Tem que gastar sola pra descobrir as diferenças entre os múltiplos hamburgueres e as milhões de pizzas assadas a cada minuto. Tem que engasgar com o churrasco grego com suquinho de abacaxi grátis antes de entrar no Municipal pra ver na faixa o ensaio da Sinfonia nº 9 de Dvorák. Disputar a tapas ingressos do SESC; mastigar os melhores pães e seus cafés da manhã a preço de jantares. E seus jantares em bairros que valem um aluguel em outros.
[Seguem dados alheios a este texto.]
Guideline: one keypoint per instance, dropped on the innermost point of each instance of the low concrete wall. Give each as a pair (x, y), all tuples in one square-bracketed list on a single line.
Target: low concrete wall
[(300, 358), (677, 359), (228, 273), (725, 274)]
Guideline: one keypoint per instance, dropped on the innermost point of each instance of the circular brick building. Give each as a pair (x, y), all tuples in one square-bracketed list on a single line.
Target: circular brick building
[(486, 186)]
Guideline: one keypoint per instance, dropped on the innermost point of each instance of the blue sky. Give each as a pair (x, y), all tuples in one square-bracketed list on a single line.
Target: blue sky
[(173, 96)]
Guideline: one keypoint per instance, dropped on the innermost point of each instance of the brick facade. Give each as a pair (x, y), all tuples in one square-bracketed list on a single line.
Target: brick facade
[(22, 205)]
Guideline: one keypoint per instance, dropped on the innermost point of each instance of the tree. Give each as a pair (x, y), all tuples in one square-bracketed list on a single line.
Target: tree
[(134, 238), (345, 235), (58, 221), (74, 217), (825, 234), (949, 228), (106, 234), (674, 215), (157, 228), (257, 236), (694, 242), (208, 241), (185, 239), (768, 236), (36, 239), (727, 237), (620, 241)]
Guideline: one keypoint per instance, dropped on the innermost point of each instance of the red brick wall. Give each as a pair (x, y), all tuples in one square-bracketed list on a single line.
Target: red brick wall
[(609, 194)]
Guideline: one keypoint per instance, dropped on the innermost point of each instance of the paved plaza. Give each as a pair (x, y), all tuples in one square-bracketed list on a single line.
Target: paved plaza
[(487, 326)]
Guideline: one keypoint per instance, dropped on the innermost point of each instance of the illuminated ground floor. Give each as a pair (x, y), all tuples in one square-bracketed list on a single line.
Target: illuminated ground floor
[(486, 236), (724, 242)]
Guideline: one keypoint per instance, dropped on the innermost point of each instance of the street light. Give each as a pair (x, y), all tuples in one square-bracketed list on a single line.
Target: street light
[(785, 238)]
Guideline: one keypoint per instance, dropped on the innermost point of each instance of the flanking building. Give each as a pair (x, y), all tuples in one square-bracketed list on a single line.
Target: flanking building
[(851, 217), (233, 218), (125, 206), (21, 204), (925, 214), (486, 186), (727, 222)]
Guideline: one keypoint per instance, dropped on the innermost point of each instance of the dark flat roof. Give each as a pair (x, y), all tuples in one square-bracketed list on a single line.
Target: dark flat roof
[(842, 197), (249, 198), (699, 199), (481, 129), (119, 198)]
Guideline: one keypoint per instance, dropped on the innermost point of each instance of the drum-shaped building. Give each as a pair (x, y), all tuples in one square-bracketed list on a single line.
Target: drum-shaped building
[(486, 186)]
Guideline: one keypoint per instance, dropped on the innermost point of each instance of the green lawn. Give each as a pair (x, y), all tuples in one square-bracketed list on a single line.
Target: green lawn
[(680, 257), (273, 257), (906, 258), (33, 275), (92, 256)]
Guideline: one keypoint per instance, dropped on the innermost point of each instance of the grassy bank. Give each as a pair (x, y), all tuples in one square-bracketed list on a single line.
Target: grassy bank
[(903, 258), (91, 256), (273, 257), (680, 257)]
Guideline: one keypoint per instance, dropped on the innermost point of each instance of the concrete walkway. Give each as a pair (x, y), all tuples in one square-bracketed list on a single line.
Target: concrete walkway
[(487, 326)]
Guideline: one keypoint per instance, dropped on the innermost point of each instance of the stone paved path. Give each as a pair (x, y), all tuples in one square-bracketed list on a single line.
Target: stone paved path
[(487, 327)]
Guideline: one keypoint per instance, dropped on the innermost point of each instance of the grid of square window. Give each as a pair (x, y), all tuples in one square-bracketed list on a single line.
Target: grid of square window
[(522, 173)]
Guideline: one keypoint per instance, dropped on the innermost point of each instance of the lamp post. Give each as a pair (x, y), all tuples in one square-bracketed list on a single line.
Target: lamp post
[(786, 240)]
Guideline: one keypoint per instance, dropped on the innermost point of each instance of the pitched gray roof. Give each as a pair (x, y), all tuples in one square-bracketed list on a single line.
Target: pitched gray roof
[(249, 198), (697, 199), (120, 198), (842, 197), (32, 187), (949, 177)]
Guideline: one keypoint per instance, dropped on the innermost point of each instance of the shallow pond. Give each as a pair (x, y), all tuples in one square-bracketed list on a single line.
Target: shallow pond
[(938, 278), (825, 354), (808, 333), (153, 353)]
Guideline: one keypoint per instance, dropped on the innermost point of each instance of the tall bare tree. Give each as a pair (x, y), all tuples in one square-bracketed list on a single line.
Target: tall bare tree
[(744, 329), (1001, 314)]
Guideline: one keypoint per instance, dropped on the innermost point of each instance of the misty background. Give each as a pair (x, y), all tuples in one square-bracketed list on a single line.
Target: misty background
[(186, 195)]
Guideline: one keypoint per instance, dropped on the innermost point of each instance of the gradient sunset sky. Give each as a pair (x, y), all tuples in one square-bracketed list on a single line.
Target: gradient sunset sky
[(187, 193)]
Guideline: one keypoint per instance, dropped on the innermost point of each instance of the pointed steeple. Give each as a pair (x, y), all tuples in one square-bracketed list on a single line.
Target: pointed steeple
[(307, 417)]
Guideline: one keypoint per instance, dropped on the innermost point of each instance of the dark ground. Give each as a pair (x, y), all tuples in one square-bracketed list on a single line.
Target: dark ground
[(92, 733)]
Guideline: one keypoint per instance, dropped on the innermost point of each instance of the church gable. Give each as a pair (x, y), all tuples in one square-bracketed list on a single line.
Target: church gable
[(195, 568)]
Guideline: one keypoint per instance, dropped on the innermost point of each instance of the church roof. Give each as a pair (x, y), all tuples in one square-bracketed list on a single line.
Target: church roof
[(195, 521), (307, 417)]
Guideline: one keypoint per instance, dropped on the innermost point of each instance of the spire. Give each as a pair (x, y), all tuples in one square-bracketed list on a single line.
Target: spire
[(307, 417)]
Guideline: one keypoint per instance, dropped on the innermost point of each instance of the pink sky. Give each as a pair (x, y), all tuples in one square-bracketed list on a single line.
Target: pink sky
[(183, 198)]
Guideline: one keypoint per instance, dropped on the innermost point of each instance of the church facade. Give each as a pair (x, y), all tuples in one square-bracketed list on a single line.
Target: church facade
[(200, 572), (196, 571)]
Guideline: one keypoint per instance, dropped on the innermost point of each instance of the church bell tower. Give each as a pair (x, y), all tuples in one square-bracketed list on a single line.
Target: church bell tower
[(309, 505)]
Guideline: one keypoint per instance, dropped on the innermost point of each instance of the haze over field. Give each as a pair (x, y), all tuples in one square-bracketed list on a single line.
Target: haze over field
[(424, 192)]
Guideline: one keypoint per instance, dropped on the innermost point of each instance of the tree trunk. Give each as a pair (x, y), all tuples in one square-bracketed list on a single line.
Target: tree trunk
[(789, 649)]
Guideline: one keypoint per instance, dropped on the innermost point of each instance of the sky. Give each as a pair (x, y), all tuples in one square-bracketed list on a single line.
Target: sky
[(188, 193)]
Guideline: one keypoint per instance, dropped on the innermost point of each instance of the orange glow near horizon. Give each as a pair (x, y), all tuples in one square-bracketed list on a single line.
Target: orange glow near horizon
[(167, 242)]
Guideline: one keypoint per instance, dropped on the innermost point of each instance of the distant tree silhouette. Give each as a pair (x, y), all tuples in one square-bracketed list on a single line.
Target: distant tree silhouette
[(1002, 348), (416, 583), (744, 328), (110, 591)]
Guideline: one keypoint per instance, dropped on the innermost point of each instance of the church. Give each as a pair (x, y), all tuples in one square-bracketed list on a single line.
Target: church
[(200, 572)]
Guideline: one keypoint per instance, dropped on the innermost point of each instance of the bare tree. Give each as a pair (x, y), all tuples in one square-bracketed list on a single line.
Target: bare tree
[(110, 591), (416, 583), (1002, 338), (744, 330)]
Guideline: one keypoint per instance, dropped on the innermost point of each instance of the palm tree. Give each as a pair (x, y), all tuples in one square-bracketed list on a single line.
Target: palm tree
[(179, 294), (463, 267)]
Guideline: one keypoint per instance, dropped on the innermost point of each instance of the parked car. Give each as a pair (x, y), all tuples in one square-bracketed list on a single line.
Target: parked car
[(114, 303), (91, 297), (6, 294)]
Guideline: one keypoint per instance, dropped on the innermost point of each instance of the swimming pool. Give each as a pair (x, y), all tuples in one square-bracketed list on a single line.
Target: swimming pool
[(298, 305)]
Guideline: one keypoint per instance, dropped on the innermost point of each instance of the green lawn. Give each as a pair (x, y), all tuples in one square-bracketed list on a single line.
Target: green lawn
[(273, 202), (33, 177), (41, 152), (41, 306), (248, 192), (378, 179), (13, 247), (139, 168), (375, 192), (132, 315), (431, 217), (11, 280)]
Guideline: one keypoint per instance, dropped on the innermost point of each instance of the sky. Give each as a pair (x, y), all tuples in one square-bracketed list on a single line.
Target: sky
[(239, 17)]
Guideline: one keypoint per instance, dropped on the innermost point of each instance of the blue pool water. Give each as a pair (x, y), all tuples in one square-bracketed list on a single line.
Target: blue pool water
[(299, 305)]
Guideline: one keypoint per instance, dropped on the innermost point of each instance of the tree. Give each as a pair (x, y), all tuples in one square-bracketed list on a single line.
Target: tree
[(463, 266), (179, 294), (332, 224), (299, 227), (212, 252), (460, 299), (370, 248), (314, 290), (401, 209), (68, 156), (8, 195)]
Tem que ignorar com ar blasé gente dormindo em vãos de concreto planejados por arquitetos de grife. Ocupações de sem-teto em cinemas art déco, camelôs vendendo Prada a preço de banana, centenas de peças em cartaz, atores e skatistas desde a Praça Roosevelt até a Estação São Bento.
Já de madrugada, um taxista vai te cobrar uma córnea e meia pra te tirar do temporal e te deixar perto de uma cama quente. Você dorme quase feliz e sonha com uma cidade melhor. Ou com o melhor de uma cidade pior.
Parabéns, São Paulo. Bora pra mais 470 anos. Esse fim de semana vou pra Santos.